In acute triangle $ ABC$, show that: $ \sin^3{A}\cos^2{(B - C)} + \sin^3{B}\cos^2{(C - A)} + \sin^3{C}\cos^2{(A - B)} \leq 3\sin{A} \sin{B} \sin{C}$ and find out when the equality holds.
Problem
Source: China TST 2002 Quiz
Tags: inequalities, trigonometry, geometry unsolved, geometry
31.03.2009 15:20
shobber wrote: In acute triangle $ ABC$, show that: $ \sin^3{A}\cos^2{(B - C)} + \sin^3{B}\cos^2{(C - A)} + \sin^3{C}\cos^2{(A - B)} \leq 3\sin{A} \sin{B} \sin{C}$ and find out when the equality holds.
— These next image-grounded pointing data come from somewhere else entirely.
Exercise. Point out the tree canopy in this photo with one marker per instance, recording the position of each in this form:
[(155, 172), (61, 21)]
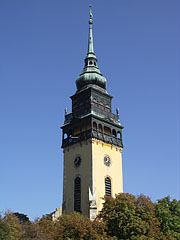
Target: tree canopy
[(123, 217)]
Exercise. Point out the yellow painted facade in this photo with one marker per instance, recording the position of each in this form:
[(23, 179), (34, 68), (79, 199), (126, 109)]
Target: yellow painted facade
[(92, 172)]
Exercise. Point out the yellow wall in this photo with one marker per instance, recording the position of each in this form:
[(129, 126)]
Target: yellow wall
[(84, 150), (92, 172), (99, 150)]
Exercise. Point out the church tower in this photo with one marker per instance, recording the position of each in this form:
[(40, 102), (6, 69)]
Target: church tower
[(92, 142)]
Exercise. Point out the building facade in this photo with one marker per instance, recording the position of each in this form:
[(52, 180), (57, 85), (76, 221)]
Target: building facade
[(92, 142)]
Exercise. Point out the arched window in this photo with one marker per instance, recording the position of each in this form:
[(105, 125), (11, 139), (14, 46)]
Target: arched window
[(107, 130), (119, 135), (77, 194), (114, 133), (108, 186), (100, 128), (95, 126), (70, 134)]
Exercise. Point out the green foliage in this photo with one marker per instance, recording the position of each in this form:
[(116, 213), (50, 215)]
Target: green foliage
[(3, 230), (22, 217), (128, 217), (168, 213), (122, 217), (13, 226)]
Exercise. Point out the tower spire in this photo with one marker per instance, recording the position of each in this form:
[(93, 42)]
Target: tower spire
[(90, 40), (91, 75)]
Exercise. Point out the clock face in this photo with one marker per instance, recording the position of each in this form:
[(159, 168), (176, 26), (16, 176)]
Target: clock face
[(77, 161), (107, 161)]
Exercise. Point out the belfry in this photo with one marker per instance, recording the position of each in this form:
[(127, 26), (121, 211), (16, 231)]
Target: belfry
[(92, 142)]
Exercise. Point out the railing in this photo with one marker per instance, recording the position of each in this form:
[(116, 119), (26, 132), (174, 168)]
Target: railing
[(95, 111), (92, 134)]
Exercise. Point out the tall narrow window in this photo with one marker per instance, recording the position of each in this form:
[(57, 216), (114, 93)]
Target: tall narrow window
[(77, 194), (107, 186)]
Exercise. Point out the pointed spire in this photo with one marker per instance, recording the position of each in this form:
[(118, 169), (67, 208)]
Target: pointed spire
[(90, 41), (91, 74)]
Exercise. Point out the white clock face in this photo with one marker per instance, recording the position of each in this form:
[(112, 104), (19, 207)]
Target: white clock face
[(107, 161), (77, 161)]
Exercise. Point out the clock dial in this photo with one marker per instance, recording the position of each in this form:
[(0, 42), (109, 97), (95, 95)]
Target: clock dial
[(107, 161), (77, 161)]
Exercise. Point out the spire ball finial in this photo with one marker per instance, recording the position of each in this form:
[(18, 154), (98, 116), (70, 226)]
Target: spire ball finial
[(90, 15)]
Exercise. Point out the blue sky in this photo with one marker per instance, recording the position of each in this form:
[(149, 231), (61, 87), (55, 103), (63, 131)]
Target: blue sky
[(43, 44)]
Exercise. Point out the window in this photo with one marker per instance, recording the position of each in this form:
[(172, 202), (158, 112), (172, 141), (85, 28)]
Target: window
[(77, 194), (108, 186)]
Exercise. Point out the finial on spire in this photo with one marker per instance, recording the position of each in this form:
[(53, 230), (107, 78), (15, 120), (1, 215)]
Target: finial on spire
[(90, 15)]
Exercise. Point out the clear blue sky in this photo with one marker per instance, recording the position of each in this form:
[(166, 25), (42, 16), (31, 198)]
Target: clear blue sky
[(43, 44)]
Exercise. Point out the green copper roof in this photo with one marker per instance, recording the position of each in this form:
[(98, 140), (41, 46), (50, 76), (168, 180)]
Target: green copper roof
[(91, 73)]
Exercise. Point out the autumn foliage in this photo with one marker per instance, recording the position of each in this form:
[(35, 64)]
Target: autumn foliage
[(124, 217)]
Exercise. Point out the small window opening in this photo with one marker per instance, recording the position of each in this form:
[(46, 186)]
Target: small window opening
[(108, 186), (77, 194)]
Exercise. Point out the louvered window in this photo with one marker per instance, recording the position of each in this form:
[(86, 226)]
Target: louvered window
[(107, 186), (77, 194)]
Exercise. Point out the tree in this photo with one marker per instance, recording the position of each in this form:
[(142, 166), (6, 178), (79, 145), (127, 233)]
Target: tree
[(76, 226), (15, 231), (168, 213), (22, 217), (128, 217)]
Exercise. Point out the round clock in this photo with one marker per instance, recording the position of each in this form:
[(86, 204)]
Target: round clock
[(77, 161), (107, 161)]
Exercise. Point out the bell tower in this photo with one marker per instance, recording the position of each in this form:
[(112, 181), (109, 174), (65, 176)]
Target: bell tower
[(92, 142)]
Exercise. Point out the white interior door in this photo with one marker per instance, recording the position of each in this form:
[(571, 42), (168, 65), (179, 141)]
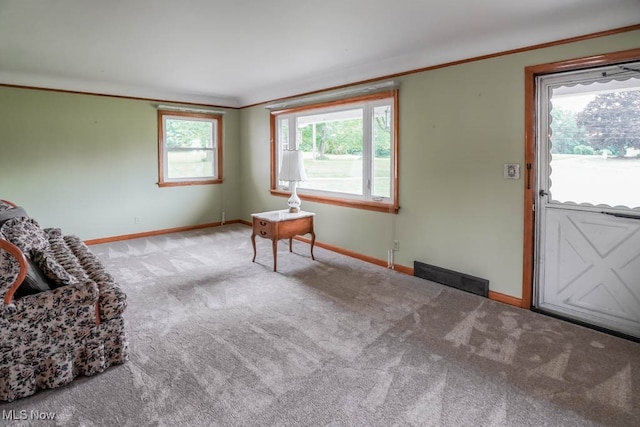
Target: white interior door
[(588, 213)]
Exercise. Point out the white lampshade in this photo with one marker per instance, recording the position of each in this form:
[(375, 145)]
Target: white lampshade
[(292, 168)]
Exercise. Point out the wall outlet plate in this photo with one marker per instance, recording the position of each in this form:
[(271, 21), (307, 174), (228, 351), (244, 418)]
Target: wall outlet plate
[(511, 171)]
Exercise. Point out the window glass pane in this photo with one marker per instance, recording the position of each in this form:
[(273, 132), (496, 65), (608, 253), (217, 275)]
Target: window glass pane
[(283, 133), (595, 143), (190, 163), (333, 146), (190, 148), (382, 151)]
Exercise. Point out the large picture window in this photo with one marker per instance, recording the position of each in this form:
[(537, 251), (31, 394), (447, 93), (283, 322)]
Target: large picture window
[(190, 148), (349, 147)]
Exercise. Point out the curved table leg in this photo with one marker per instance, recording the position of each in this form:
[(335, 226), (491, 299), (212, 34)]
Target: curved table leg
[(253, 243), (313, 240), (275, 254)]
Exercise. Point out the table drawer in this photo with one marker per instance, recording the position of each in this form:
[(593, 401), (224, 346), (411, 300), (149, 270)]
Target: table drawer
[(263, 228)]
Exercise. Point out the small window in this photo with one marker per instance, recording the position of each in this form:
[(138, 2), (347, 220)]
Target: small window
[(190, 148), (349, 147)]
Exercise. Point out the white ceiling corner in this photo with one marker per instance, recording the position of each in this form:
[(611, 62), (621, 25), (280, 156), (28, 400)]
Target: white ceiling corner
[(246, 52)]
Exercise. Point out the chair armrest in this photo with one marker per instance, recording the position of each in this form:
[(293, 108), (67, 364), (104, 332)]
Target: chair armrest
[(15, 252), (78, 294)]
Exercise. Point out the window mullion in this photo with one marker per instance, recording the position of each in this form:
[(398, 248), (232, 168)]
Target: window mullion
[(367, 150)]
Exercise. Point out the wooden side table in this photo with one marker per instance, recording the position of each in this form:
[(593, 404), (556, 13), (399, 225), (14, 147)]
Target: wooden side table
[(276, 225)]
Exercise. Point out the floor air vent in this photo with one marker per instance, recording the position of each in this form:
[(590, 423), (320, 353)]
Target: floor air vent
[(461, 281)]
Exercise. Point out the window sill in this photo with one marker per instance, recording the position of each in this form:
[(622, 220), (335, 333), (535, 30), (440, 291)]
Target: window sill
[(357, 204), (194, 182)]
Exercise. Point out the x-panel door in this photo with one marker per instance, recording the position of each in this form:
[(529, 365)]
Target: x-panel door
[(587, 255)]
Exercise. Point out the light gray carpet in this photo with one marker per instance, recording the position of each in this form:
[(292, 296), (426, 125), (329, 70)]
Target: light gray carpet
[(218, 340)]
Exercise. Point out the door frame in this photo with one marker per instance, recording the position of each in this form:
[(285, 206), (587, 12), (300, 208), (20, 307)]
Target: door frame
[(530, 159)]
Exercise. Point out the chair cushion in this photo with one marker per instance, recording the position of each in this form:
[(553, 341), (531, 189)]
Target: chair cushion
[(35, 281), (7, 214), (52, 269)]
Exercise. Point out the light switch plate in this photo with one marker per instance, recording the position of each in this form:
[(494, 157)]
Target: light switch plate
[(511, 171)]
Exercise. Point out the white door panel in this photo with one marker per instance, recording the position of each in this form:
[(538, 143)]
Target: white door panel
[(591, 269), (587, 265)]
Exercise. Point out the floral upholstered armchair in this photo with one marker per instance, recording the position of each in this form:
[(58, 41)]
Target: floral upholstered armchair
[(60, 310)]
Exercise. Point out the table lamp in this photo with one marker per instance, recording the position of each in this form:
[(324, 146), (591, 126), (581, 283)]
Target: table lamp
[(292, 170)]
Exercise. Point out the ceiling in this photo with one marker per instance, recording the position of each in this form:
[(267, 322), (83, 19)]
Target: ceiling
[(243, 52)]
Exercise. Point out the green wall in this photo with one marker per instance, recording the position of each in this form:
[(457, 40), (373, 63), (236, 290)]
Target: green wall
[(458, 126), (89, 165)]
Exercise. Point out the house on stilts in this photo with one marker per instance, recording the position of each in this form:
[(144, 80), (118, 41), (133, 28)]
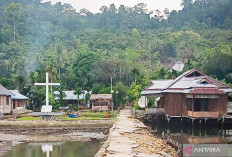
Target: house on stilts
[(193, 94)]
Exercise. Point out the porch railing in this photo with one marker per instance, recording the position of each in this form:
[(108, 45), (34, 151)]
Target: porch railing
[(203, 114), (154, 111)]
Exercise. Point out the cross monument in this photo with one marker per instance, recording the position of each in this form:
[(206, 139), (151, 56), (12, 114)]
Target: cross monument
[(47, 108)]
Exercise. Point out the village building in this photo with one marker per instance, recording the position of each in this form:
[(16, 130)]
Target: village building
[(19, 101), (101, 102), (5, 101), (192, 94), (71, 98), (178, 66)]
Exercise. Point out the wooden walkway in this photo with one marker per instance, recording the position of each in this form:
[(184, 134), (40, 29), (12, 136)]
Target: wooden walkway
[(118, 145)]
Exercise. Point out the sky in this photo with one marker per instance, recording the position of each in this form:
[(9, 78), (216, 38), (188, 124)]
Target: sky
[(95, 5)]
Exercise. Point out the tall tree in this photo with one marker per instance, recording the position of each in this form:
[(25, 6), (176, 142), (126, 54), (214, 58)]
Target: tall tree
[(14, 12)]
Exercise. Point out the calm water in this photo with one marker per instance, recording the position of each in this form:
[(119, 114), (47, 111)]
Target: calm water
[(67, 149), (178, 133)]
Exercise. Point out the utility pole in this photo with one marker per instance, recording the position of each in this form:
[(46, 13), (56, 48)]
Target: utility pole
[(112, 91)]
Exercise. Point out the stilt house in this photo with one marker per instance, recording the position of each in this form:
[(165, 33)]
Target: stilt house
[(101, 102), (192, 94), (19, 101), (5, 100)]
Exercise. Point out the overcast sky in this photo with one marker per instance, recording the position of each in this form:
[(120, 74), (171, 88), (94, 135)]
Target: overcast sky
[(94, 5)]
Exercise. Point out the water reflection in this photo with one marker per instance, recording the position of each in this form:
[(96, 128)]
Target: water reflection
[(181, 131), (185, 133), (67, 149)]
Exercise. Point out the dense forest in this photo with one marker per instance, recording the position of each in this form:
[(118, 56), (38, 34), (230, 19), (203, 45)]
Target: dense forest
[(132, 45)]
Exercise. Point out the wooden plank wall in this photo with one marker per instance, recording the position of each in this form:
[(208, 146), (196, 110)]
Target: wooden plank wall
[(175, 104), (3, 107)]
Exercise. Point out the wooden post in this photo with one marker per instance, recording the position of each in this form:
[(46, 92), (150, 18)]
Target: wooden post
[(200, 126), (192, 105), (193, 127)]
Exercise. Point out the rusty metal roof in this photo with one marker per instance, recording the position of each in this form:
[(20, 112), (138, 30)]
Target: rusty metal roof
[(188, 82), (17, 95), (4, 91), (101, 96)]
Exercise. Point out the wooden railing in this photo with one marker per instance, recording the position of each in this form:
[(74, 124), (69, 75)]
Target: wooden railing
[(203, 114), (154, 111)]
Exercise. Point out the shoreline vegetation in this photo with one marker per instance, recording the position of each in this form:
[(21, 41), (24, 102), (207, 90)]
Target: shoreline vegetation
[(130, 137)]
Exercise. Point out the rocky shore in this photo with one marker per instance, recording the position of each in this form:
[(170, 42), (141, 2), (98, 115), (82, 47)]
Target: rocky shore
[(52, 131), (130, 137)]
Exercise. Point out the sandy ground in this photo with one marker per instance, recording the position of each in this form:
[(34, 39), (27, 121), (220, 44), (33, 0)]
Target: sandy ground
[(130, 138), (52, 131)]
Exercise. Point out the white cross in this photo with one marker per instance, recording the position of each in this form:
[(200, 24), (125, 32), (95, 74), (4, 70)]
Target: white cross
[(47, 84)]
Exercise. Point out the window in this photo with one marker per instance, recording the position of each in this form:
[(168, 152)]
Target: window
[(7, 100)]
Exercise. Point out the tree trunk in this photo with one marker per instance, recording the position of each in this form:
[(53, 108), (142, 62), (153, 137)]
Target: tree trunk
[(14, 31)]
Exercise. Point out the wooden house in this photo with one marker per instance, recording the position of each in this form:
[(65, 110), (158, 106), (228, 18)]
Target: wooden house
[(71, 98), (5, 100), (192, 94), (101, 102), (19, 101)]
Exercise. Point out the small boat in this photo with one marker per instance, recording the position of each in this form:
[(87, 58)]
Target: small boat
[(73, 115)]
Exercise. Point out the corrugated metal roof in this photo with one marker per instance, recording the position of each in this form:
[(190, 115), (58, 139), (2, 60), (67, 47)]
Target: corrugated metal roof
[(179, 66), (206, 91), (101, 96), (4, 91), (17, 95), (159, 84), (187, 82), (69, 95)]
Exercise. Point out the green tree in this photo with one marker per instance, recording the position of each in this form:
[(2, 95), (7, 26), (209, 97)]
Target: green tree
[(14, 12)]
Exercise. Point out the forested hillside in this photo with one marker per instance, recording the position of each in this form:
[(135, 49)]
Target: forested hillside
[(82, 50)]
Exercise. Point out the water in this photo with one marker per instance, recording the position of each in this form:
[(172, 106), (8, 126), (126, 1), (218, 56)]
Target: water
[(66, 149), (178, 132)]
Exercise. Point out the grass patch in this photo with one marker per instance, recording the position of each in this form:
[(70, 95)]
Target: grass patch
[(28, 118), (81, 118), (89, 115)]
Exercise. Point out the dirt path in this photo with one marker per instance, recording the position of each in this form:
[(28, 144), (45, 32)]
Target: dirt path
[(130, 137)]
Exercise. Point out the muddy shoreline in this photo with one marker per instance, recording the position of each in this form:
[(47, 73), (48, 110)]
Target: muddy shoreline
[(53, 131)]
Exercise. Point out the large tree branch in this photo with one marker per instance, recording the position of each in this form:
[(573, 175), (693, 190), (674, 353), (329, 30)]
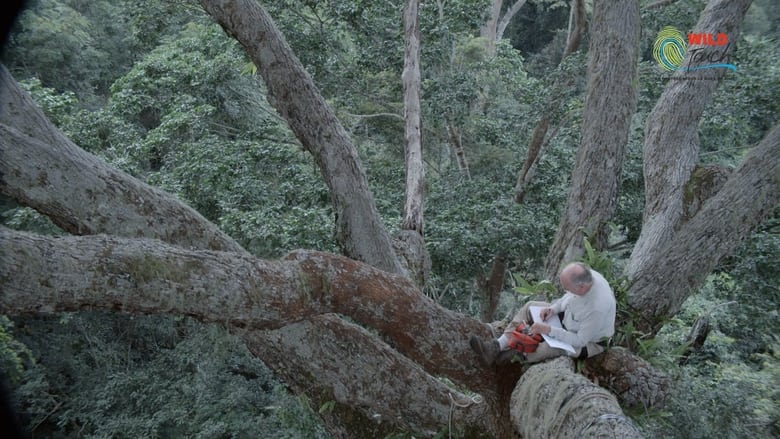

We only need to prove the equality: $ \sum_{cyc}sin^3Acos(B - C) = 3sinAsinBsinC$ $ 4sin^3Acos(B - C) = 4sin^2(B + C)sin(B - C) = 2sin^2A(sin2B + sin2C) = (1 - cosA)(sin2B + sin2C) = sin2B + sin2C - sin2Bcos2A - sin2Ccos2A$ It follows that: $ \sum_{cyc}4sin^3Acos(B - C) = \sum_{cyc}(sin2B + sin2C) - \sum_{cyc}sin2Bcos2A - \sum_{cyc}sin2Ccos2A$ $ = 2\sum_{cyc}sin2A - \sum_{cyc}(sin2Acos2B + cos2Asin2B)$ $ = 2\sum_{cyc}sin2A + \sum_{cyc}sin2C$ $ = 3(sin2A + sin2B + sin2C)$ $ = 12sinAsinBsinC$ The equality occurs iff $ cos(A - B) = cos(B - C) = cos(C - A) = 1$<=>ABC is an equilateral triangle
01.04.2009 22:21
Thank you very much. Nice solution
28.08.2019 06:14
We will prove the miraculous identity $$\sum_{cyc} \sin^3 A \cos (B-C) = 3 \sin A \sin B \sin C.\qquad (1)$$This would clearly imply the desired inequality. First of all, applying the Cosine Subtraction Identity and dividing both sides by $\sin A \sin B \sin C$, we see that $(1)$ is equivalent to: $$\sum_{cyc} \sin^2 A (\cot B \cot C + 1) = 3,$$which in turn is equivalent to $$\sum_{cyc} \sin^2 A \cot B \cot C = \sum_{cyc} \cos^2 A$$after a subtraction. After multiplying by $\tan A \tan B \tan C$, we need only to show that: $$\tan A \tan B \tan C \sum_{cyc} \cos^2 A = \sum_{cyc} \tan^3 A \cos^2 A. \qquad (2)$$Now, set $x, y, z$ to be $\tan A, \tan B, \tan C$ respectively. Using the identity $\cos^2 \theta = \frac{1}{1+ \tan^2 \theta}$ for all angles $\theta$, we can rewrite $(2)$ as: $$xyz \sum_{cyc} \frac{1}{1+x^2} = \sum_{cyc} \frac{x^3}{1+x^2}. \qquad(3)$$Now, we cite the well-known identity that $x+y+z = xyz$. With this in mind, we know that: $$\frac{1}{1+x^2} = \frac{x+y+z}{xyz + x^2(x+y+z)} = \frac{x+y+z}{x(x+y)(x+z)},$$with similar relations for $y, z.$ Plugging this relations into $(3)$, we now want: $$xyz \sum_{cyc} \frac{x+y+z}{x(x+y)(x+z)} = \sum_{cyc} \frac{x^3(x+y+z)}{x(x+y)(x+z)}. \qquad(4).$$After multiplying through by $(x+y)(y+z)(z+x),$ it's easy to find that $(4)$ is simply equivalent to: $$\sum_{cyc} (x+y+z)yz(y+z) = \sum_{cyc} (x+y+z) x^2(y+z),$$which is easily verified to be true. We are now done. $\square$